In the new era of high inflation, ever-higher interest rates, and lagging wage growth, you're not alone.
Fortunately, as Aussie investors, we have a large selection of ASX 200 dividend shares to potentially deliver that much-desired passive income stream.
And with Australia's rather unique franking system, the dividend payouts you receive can come with some helpful tax benefits.
With that said, here's how I'd invest $20,000 in ASX 200 shares for a supercharged second income.
What I'd look for in ASX 200 dividend shares
First, in building my passive income stream, I'd likely restrict myself to ASX 200 shares.
Sure, there are some high-yielding small-cap stocks. And some of them may well continue to deliver big dividend payouts. But there's no getting around the fact that investing in the smaller end of the market carries more risk.
Second, I'd spread my $20,000 across a number of different stocks (at least 10) involved in very different sectors. That kind of diversity will help reduce my risk of depending on one sector (or company) to perform well in order to bank my second income.
Third, I'd look for well-managed companies with a solid growth outlook, keeping in mind that a trailing yield is backwards looking. I want to do my best to invest my $20,000 in companies that will maintain or, ideally, increase that yield over time.
Now with that also said, here are three ASX 200 dividend shares I'd put at the top of my list for that supercharged second income.
Three stocks to consider for a second income
First up we have Pilbara Minerals Ltd (ASX: PLS).
The blue-chip lithium producer recently announced its inaugural dividend after reporting a 989% increase in half-year net profit after tax (NPAT) compared to the prior corresponding period. While the fully franked dividend of 11 cents per share was the company's first, I don't expect it to be the last.
The analysts at Goldman Sachs agree. Goldman forecasts Pilbara will pay a final dividend of some 20 cents per share. That would see a full-year payout of 31 cents per share, which works out to a trailing yield of 7.6% at yesterday's closing price.
Atop the dividend payouts, there's the potential for more capital growth as well.
As you can see in the chart below, the Pilbara Minerals share price has gained 53% over the past 12 months.
The second ASX 200 share I'd buy with part of that $20,000 is Westpac Banking Corp (ASX: WBC).
Westpac paid out a final, fully franked dividend of 64 cents per share on 20 December and an interim dividend of 61 cents per share on 24 June. At yesterday's closing price, that works out to a trailing yield of 5.6%.
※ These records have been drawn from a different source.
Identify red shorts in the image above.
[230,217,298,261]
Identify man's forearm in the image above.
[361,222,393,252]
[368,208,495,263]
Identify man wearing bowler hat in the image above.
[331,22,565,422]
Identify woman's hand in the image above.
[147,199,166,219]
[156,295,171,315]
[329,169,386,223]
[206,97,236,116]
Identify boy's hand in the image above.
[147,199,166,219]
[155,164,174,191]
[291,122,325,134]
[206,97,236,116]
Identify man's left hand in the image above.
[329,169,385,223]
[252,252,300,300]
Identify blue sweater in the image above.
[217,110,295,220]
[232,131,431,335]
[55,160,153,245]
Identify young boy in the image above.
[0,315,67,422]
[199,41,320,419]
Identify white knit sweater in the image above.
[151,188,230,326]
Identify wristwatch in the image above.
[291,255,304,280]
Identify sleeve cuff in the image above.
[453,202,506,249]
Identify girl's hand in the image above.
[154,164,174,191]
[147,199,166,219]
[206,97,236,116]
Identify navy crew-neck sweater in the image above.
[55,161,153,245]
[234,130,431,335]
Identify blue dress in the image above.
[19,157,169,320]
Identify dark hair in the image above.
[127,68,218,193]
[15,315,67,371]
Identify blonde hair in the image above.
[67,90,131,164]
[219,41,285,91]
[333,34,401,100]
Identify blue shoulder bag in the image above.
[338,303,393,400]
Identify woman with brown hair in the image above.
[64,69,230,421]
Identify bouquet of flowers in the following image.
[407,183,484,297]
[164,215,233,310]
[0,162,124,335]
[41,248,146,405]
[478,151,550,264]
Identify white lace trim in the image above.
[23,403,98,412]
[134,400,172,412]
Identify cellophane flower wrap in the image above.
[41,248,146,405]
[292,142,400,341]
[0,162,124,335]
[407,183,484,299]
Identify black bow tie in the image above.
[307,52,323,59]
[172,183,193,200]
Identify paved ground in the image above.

And Goldman Sachs has a bullish outlook for the big bank's future payouts. Goldman forecasts Westpac will pay fully franked dividends of $1.47 per share in FY 2023 and $1.56 per share in FY 2024. That's a forecast yield of 6.6% for this financial year and 7% for the next.
The Westpac share price, shown below, is up 2% over the past 12 months.
Which brings us to the third ASX 200 share I'd buy for a supercharged second income, Coles Group Ltd (ASX: COL).
The supermarket giant recently reported a 17.1% year-on-year increase in its half-year NPAT, to $643 million. That saw management boost the fully franked, interim dividend by 9.1% to 36 cents per share.
Atop the 30-cent final dividend, paid out on 28 September, Coles trades on a trailing yield of 3.7%.
The Coles share price is up 3% over the past full year.
If I invested in each ASX 200 share equally, I'd earn a dividend yield of 5.6% (running with Goldman Sachs' estimate for Pilbara's final dividend payout).
If yields remain at this level (they may go higher or lower), that would earn me a passive income stream of $1,120 per year, along with the franking tax credits.
With a long-term, supercharged second income in mind, I would reinvest those dividends and let compounding interest work its magic over time.